Jeffrey Sachs has similar politics to me, it seems. I saw him being ruthlessly questioned about his role in reforming the Soviet Union, where he said he tried his hardest to get it right, but people, both Russians and Americans, were working behind his back to wreck his plans. There was massive corruption, he said.
Almost every modern US military intervention in the developing world has come to rot. It’s hard to think of an exception since the Korean War. In the 1960s and first half of the 1970s, the US fought in Indochina – Vietnam, Laos, and Cambodia – eventually withdrawing in defeat after a decade of grotesque carnage. President Lyndon B. Johnson, a Democrat, and his successor, the Republican Richard Nixon, share the blame.

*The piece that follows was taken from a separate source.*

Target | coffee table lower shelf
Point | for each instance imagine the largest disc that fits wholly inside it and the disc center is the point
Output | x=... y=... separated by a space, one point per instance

In roughly the same years, the US installed dictators throughout Latin America and parts of Africa, with disastrous consequences that lasted decades. Think of the Mobutu dictatorship in the Democratic Republic of Congo after the CIA-backed assassination of Patrice Lumumba in early 1961, or of General Augusto Pinochet’s murderous military junta in Chile after the US-backed overthrow of Salvador Allende in 1973.
In the 1980s, the US under Ronald Reagan ravaged Central America in proxy wars to forestall or topple leftist governments. The region still has not healed.